(事実)
1 事件発生の年月日時刻及び場所
平成12年5月22日02時20分
山口県青海島北北西方沖合
2 船舶の要目
船種船名 |
漁船勝龍丸 |
漁船光漁丸 |
総トン数 |
14.84トン |
12トン |
登録長 |
14.95メートル |
14.99メートル |
機関の種類 |
ディーゼル機関 |
ディーゼル機関 |
漁船法馬力数 |
160 |
160 |
3 事実の経過
勝龍丸は、網船、灯船2隻及び運搬船3隻の6隻と船団を組み、中型まき網漁業に従事するFRP製灯船で、A受審人ほか1人が乗り組み、操業の目的で、船首0.5メートル船尾1.8メートルの喫水をもって、平成12年5月21日12時45分山口県野波瀬漁港を発し、途中、同県仙崎港に寄せて氷などを積み込んだのち、14時00分同港を発進して今岬北北西方沖合の漁場に向かった。
16時00分A受審人は、漁場とするカキノ瀬付近に至り、漁ろう長の指示で錨泊して待機したのち、19時30分ごろから僚船と2隻で魚群の探索を開始し、6時間ばかり探索しても魚影が得られないでいたところ、他の僚船から魚影を発見した旨の無線連絡が入り、翌22日02時00分魚群の反応のあった今岬灯台から000度(真方位、以下同じ。

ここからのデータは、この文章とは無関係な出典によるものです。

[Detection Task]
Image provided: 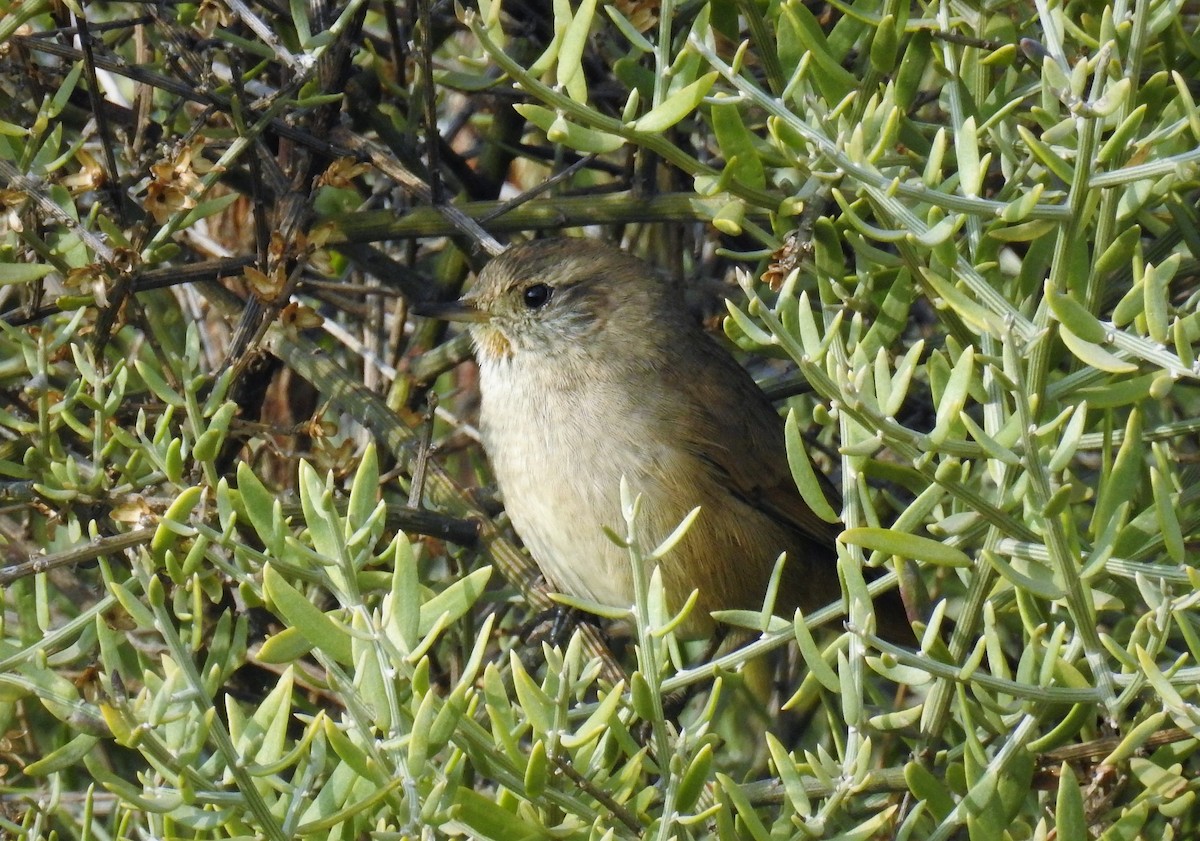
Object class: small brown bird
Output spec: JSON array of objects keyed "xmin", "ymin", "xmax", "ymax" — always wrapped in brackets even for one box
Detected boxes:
[{"xmin": 427, "ymin": 239, "xmax": 912, "ymax": 638}]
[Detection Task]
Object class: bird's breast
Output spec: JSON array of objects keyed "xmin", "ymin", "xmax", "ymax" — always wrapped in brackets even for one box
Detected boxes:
[{"xmin": 480, "ymin": 360, "xmax": 672, "ymax": 606}]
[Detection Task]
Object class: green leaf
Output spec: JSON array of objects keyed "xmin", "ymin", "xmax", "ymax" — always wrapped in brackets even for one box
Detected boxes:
[
  {"xmin": 0, "ymin": 263, "xmax": 54, "ymax": 287},
  {"xmin": 263, "ymin": 564, "xmax": 354, "ymax": 666},
  {"xmin": 784, "ymin": 409, "xmax": 841, "ymax": 523},
  {"xmin": 632, "ymin": 71, "xmax": 718, "ymax": 134},
  {"xmin": 1055, "ymin": 762, "xmax": 1087, "ymax": 841},
  {"xmin": 838, "ymin": 527, "xmax": 973, "ymax": 567}
]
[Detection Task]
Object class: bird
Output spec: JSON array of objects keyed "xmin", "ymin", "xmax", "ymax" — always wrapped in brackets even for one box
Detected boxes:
[{"xmin": 426, "ymin": 238, "xmax": 912, "ymax": 639}]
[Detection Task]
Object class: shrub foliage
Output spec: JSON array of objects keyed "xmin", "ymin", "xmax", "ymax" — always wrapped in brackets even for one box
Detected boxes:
[{"xmin": 0, "ymin": 0, "xmax": 1200, "ymax": 841}]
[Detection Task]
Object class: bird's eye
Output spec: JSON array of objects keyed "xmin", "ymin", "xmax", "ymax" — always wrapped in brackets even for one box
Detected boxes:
[{"xmin": 521, "ymin": 283, "xmax": 554, "ymax": 310}]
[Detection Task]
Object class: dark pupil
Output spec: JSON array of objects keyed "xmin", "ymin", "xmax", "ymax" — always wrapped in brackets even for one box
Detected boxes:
[{"xmin": 524, "ymin": 283, "xmax": 553, "ymax": 310}]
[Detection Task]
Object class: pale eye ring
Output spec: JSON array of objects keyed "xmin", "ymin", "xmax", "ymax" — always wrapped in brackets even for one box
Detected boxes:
[{"xmin": 521, "ymin": 283, "xmax": 554, "ymax": 310}]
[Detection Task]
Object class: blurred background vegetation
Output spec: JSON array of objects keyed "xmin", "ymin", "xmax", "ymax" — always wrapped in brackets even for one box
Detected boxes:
[{"xmin": 0, "ymin": 0, "xmax": 1200, "ymax": 841}]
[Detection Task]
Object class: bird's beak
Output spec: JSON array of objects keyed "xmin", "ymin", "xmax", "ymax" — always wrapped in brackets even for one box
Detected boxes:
[{"xmin": 409, "ymin": 298, "xmax": 491, "ymax": 324}]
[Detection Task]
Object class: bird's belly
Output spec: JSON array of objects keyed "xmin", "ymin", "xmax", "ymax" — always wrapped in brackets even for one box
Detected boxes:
[{"xmin": 485, "ymin": 415, "xmax": 634, "ymax": 607}]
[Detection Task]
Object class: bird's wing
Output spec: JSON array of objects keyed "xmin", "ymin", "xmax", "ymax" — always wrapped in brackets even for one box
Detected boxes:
[{"xmin": 683, "ymin": 341, "xmax": 841, "ymax": 546}]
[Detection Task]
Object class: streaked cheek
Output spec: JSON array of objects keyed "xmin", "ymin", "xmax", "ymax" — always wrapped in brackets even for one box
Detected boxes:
[{"xmin": 472, "ymin": 325, "xmax": 512, "ymax": 361}]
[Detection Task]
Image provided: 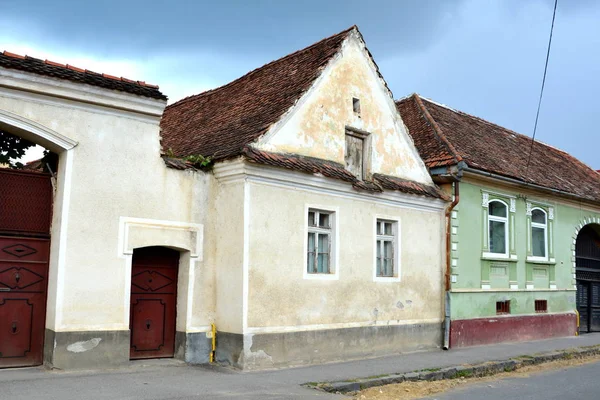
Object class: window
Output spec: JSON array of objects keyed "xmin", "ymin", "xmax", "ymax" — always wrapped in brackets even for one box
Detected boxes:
[
  {"xmin": 352, "ymin": 97, "xmax": 360, "ymax": 117},
  {"xmin": 345, "ymin": 133, "xmax": 365, "ymax": 179},
  {"xmin": 488, "ymin": 200, "xmax": 508, "ymax": 256},
  {"xmin": 535, "ymin": 300, "xmax": 548, "ymax": 313},
  {"xmin": 531, "ymin": 208, "xmax": 548, "ymax": 259},
  {"xmin": 344, "ymin": 129, "xmax": 371, "ymax": 180},
  {"xmin": 306, "ymin": 208, "xmax": 334, "ymax": 274},
  {"xmin": 375, "ymin": 219, "xmax": 398, "ymax": 278},
  {"xmin": 496, "ymin": 300, "xmax": 510, "ymax": 315}
]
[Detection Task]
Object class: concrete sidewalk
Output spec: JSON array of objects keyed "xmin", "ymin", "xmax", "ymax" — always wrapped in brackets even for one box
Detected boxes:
[{"xmin": 0, "ymin": 334, "xmax": 600, "ymax": 400}]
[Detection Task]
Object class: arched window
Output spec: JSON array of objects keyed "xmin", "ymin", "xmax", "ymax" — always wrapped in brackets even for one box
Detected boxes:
[
  {"xmin": 531, "ymin": 208, "xmax": 548, "ymax": 258},
  {"xmin": 488, "ymin": 200, "xmax": 508, "ymax": 255}
]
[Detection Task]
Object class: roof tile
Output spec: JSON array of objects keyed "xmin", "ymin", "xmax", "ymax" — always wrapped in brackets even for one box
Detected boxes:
[
  {"xmin": 396, "ymin": 94, "xmax": 600, "ymax": 202},
  {"xmin": 161, "ymin": 27, "xmax": 356, "ymax": 160},
  {"xmin": 0, "ymin": 51, "xmax": 167, "ymax": 100}
]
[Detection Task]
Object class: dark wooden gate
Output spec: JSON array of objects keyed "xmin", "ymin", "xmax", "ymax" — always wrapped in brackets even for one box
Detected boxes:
[
  {"xmin": 575, "ymin": 225, "xmax": 600, "ymax": 333},
  {"xmin": 130, "ymin": 247, "xmax": 179, "ymax": 359},
  {"xmin": 0, "ymin": 168, "xmax": 52, "ymax": 368}
]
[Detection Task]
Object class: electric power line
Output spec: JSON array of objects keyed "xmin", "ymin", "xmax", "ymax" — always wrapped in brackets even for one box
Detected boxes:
[{"xmin": 525, "ymin": 0, "xmax": 558, "ymax": 175}]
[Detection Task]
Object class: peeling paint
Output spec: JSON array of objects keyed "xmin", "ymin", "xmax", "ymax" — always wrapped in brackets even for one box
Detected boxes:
[{"xmin": 67, "ymin": 338, "xmax": 102, "ymax": 353}]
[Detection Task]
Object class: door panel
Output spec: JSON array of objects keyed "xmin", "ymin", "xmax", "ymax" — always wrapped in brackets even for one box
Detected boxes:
[
  {"xmin": 0, "ymin": 237, "xmax": 50, "ymax": 368},
  {"xmin": 130, "ymin": 247, "xmax": 179, "ymax": 359}
]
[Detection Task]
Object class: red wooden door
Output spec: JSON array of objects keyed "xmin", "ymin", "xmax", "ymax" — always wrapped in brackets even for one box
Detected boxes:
[
  {"xmin": 130, "ymin": 247, "xmax": 179, "ymax": 359},
  {"xmin": 0, "ymin": 236, "xmax": 50, "ymax": 368}
]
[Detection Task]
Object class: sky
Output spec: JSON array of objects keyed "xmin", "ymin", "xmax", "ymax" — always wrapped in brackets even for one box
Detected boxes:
[{"xmin": 0, "ymin": 0, "xmax": 600, "ymax": 169}]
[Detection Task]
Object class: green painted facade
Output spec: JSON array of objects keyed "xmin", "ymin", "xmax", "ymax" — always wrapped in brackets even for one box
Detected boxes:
[{"xmin": 450, "ymin": 176, "xmax": 600, "ymax": 320}]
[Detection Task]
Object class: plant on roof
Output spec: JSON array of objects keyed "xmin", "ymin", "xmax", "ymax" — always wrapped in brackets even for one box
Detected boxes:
[
  {"xmin": 183, "ymin": 154, "xmax": 212, "ymax": 169},
  {"xmin": 0, "ymin": 129, "xmax": 35, "ymax": 169}
]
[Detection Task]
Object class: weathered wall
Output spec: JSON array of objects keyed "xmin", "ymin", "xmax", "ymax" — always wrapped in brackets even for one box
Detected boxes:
[
  {"xmin": 451, "ymin": 177, "xmax": 600, "ymax": 319},
  {"xmin": 0, "ymin": 73, "xmax": 218, "ymax": 366},
  {"xmin": 258, "ymin": 35, "xmax": 431, "ymax": 183},
  {"xmin": 248, "ymin": 183, "xmax": 445, "ymax": 332}
]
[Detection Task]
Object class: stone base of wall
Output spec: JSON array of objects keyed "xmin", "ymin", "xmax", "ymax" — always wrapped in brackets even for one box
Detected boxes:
[
  {"xmin": 216, "ymin": 322, "xmax": 442, "ymax": 370},
  {"xmin": 450, "ymin": 313, "xmax": 577, "ymax": 347},
  {"xmin": 175, "ymin": 331, "xmax": 212, "ymax": 364},
  {"xmin": 44, "ymin": 329, "xmax": 130, "ymax": 369}
]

)3.0海里の地点まで移動し、機関を中立回転としたまま投錨した。
投錨後、A受審人は、錨索を90メートル伸出し、停泊灯と作業灯を点灯したのち、航海灯を点灯したまま、02時05分船尾部両舷から水中灯2個を投入して集魚を始め、同時18分船首が235度に向いていたとき、右舷船尾79度800メートルのところに、衝突のおそれがある態勢で接近する光漁丸の白、紅、緑3灯を視認できる状況となったが、魚群探知機とソナーを監視することに気を取られ、周囲の見張りを十分に行っていなかったので、このことに気付かなかった。

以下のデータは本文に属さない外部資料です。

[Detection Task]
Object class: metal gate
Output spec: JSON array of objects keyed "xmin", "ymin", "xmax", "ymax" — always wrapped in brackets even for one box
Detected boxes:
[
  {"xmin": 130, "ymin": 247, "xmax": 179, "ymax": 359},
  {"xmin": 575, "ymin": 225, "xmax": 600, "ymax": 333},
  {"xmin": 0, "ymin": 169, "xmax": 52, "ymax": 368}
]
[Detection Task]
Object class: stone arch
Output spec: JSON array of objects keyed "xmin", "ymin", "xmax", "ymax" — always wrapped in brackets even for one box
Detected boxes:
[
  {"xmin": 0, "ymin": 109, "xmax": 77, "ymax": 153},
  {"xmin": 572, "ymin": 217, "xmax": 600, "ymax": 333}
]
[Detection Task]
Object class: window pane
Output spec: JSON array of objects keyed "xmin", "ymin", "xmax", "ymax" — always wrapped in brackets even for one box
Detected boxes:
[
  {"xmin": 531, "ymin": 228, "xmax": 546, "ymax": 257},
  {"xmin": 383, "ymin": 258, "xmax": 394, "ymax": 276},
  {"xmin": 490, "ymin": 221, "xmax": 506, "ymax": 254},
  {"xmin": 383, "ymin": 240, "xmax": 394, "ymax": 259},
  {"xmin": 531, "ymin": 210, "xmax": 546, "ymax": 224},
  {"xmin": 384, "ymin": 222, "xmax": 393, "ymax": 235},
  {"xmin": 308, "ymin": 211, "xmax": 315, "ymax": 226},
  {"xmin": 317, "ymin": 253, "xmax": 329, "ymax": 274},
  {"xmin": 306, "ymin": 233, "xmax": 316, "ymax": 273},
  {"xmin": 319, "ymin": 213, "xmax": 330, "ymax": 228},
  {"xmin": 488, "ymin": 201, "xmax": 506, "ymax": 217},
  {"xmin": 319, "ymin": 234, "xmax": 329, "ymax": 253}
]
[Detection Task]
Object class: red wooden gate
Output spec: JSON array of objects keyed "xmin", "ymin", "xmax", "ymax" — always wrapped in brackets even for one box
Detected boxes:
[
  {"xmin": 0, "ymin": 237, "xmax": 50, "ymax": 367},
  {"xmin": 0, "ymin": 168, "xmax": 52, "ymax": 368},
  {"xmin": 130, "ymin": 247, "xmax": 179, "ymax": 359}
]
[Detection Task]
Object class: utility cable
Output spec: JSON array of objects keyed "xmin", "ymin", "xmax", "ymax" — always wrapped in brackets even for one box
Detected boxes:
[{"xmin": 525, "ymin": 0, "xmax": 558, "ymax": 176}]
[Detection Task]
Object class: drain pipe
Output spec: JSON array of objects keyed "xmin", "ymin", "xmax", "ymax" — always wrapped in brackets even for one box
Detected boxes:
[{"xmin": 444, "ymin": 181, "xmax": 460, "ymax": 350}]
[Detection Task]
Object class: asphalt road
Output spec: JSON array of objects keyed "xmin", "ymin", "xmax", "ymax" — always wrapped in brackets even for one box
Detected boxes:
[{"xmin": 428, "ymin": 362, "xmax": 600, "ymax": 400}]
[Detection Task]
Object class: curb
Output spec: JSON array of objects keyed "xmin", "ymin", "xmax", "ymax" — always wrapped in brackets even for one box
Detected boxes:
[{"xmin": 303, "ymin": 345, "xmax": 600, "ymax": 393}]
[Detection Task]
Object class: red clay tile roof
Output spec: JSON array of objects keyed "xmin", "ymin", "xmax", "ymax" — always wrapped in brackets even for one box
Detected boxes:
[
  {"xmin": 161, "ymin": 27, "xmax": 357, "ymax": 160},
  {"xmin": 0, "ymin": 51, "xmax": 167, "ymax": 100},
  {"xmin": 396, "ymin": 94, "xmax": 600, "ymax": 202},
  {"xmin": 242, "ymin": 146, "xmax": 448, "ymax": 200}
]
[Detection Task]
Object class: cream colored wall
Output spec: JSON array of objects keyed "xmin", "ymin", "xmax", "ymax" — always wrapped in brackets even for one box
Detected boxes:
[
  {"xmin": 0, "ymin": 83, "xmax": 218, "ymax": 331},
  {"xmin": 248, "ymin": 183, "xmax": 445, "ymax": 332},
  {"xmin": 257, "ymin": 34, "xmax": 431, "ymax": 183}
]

A受審人は、接近する光漁丸に対し、注意喚起信号を行うことも、更に接近したとき、機関を使用して移動するなど衝突を避けるための措置をとらないまま錨泊を続け、02時20分今岬灯台から000度3.0海里の地点において、勝龍丸は、その右舷中央部に、光漁丸の船首が後方から79度の角度をもって衝突した。
当時、天候は晴で風はほとんどなく、潮候は下げ潮の初期にあたり、視界は良好であった。

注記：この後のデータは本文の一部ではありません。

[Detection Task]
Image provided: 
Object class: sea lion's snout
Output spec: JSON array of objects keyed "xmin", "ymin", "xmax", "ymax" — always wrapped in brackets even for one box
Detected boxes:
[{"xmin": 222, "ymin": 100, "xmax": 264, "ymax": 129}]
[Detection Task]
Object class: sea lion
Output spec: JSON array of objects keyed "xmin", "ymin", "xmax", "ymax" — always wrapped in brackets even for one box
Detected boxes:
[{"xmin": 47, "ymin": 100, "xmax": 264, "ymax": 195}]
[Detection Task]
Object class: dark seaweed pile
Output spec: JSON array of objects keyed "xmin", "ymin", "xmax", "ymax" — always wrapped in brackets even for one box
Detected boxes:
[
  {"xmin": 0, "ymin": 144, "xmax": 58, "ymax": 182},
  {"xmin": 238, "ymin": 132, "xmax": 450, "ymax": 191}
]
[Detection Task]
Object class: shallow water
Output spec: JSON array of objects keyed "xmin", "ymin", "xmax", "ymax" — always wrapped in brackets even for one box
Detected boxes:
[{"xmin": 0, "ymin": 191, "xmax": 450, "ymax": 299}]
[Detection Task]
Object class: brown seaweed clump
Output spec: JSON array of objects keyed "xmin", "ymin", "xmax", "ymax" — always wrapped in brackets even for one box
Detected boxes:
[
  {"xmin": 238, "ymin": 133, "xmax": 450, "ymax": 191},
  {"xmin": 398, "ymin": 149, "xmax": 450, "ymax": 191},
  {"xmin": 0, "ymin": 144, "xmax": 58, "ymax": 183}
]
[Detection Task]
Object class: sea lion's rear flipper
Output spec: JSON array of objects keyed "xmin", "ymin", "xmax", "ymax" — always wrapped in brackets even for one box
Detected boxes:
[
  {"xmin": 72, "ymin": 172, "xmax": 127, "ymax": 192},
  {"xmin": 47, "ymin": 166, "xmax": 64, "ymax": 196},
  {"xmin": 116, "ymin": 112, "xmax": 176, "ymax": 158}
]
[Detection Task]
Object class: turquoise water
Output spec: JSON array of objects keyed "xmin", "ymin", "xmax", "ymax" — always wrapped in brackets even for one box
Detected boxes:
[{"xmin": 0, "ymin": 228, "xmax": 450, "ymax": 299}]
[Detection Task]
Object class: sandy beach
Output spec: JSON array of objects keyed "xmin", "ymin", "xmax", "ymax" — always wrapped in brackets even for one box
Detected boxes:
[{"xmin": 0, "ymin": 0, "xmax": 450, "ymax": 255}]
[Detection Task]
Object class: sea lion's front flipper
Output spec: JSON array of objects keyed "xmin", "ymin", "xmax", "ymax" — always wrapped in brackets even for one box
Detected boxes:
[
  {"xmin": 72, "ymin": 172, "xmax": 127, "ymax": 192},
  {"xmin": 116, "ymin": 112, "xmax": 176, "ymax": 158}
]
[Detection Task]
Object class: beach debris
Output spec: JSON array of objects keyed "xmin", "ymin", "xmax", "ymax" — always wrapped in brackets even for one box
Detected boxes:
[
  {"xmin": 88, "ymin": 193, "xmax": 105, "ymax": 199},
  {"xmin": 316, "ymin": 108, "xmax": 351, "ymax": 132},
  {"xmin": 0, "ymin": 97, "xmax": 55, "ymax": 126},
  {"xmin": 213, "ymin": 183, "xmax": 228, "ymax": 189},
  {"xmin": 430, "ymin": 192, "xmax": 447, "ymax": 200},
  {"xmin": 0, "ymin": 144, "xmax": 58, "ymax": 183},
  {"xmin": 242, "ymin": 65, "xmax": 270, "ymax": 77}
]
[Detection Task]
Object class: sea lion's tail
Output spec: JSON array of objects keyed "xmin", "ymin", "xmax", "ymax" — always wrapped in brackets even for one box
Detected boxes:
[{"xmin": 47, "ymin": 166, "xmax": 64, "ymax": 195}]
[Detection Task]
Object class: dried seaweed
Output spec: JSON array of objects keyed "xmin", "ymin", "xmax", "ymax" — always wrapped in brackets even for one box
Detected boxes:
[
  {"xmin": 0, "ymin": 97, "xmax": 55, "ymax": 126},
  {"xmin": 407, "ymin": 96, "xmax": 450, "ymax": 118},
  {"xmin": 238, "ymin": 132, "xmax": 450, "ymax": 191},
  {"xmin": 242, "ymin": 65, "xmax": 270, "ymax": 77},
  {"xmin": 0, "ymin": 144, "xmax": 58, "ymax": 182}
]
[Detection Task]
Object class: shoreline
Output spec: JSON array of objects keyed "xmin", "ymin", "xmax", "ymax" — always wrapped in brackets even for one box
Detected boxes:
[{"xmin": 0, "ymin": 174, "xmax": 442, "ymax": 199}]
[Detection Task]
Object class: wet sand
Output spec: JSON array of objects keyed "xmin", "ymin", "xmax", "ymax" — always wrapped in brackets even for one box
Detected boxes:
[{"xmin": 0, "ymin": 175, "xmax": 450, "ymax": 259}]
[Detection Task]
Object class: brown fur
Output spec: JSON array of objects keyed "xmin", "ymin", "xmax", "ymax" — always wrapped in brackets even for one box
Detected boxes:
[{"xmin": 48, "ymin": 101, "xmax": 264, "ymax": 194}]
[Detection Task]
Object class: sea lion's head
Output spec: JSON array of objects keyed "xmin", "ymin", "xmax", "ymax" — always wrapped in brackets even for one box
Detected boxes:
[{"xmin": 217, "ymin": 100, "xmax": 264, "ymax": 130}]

また、光漁丸は、網船、灯船2隻及び運搬船3隻の6隻と船団を組み、中型まき網漁業に従事するFRP製灯船兼運搬船で、B受審人が1人で乗り組み、操業の目的で、船首0.7メートル船尾1.9メートルの喫水をもって、同月21日15時10分山口県野波瀬漁港を発し、途中、同県仙崎港に寄せて氷を積み込んだのち、山口県青海島北方沖合の漁場に向かった。
発航後、B受審人は、魚群の探索を行いながら漁場に向かい、17時00分今岬灯台の北方4.5海里ばかりの地点に至って投錨し、錨索を約90メートル伸出して日没を待った。
19時30分B受審人は、機関を中立運転とし、甲板上にハロゲン灯3個を点灯し、水中灯3個を投入して集魚を始め、翌22日00時30分ごろから集魚したあじ、さばのまき網作業に移り、約2.4トンの漁獲物を獲て自船に積み込んだのち、02時14分半今岬灯台から356度4.1海里の地点を発進し、水揚げのため、同県湊漁港に向けて帰途に就いた。
02時17分少し過ぎB受審人は、今岬灯台から356度3.5海里の地点に達したとき、針路を長門湊港防波堤灯台に向く156度に定め、機関を全速力前進にかけて13.0ノットの対地速力とし、自動操舵により進行した。
定針したとき、B受審人は、左舷前方に明るい灯火を点灯した3隻のいか釣り漁船を双眼鏡で視認したものの、同灯火に紛れた正船首方の勝龍丸の灯火を見落としたまま、操舵室を離れ、前部甲板に出て魚倉に入れた魚の状態を確認していたところ、02時18分正船首800メートルのところに、錨泊中の勝龍丸の停泊灯などを視認でき、その後、同船と衝突のおそれがある態勢で接近する状況となったが、魚の状態確認に気を取られ、周囲の見張りを十分に行っていなかったので、このことに気付かず、勝龍丸を避けることなく続航した。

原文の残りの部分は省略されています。